A 30 km solar electric fencing system will be installed along the forest in the southern province of Dong Nai this year, to minimise conflict between elephants at the Natural and Cultural Reserve Park and villagers living in close proximity.
The Reserve’s director said that the fencing, the first of its kind in the country, is expected to protect the living habitat of both the people and the dwindling elephant numbers. The solar fence has been utilised in many countries, including India and Cambodia, with much success.
Authorities have assured that the fencing system would be completely safe. It will control the animals via sharp, but safe shocks, sufficiently memorable to prevent repeat action.
As many as 1,500 ‘danger' signs will be installed along the fence, which will include eight gates for forest rangers and people to pass through.

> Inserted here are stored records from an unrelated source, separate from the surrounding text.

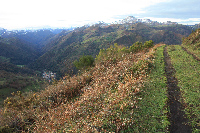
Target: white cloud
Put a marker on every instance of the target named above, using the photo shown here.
(66, 13)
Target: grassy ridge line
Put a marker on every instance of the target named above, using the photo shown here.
(152, 112)
(193, 50)
(187, 73)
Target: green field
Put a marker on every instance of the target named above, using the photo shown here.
(188, 75)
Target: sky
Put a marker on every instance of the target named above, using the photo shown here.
(19, 14)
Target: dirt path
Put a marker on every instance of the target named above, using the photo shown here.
(176, 115)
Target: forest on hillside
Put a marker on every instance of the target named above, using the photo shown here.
(26, 55)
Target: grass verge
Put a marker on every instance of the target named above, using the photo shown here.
(187, 73)
(152, 110)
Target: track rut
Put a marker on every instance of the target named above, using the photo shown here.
(176, 116)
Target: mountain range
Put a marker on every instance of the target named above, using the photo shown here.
(28, 53)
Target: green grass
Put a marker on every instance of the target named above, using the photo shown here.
(193, 49)
(152, 110)
(188, 75)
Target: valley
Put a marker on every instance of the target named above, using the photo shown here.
(131, 77)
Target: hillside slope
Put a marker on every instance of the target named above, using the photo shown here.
(110, 97)
(88, 40)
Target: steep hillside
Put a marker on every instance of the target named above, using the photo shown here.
(192, 43)
(88, 40)
(107, 98)
(141, 88)
(17, 51)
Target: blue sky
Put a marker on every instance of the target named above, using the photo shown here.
(19, 14)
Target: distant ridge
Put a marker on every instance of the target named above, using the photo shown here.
(132, 20)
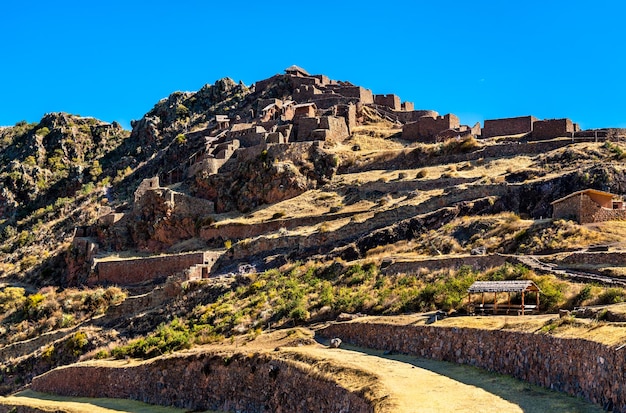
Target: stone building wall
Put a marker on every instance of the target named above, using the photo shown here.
(391, 101)
(552, 128)
(348, 112)
(365, 96)
(578, 367)
(321, 128)
(585, 210)
(427, 128)
(137, 270)
(145, 185)
(414, 115)
(254, 383)
(508, 126)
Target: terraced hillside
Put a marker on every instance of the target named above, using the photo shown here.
(189, 231)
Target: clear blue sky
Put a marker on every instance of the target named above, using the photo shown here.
(478, 59)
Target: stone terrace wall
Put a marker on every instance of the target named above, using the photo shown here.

The province currently has more than ten elephants, including male, female and calves, living in an area of about 30,000ha of forest protected by reserve staff.
In recent years, farmers in some communes nearby said the elephants continually destroyed their sugarcane, mango and cashew fields, amounting to much financial loss.
They now totally agree with the building of the fence as it will deter the elephants that trample cultivated crops in search of food. Farmers believe the solar fence will sufficiently hinder the entry of the wild herd.
During the last three years, the province has given nearly VND4 billion in compensations to farmers.
Since 2009, nine elephants have died in the reserve and the the nearby protective forest area, eight without a clear reason while one was shot dead.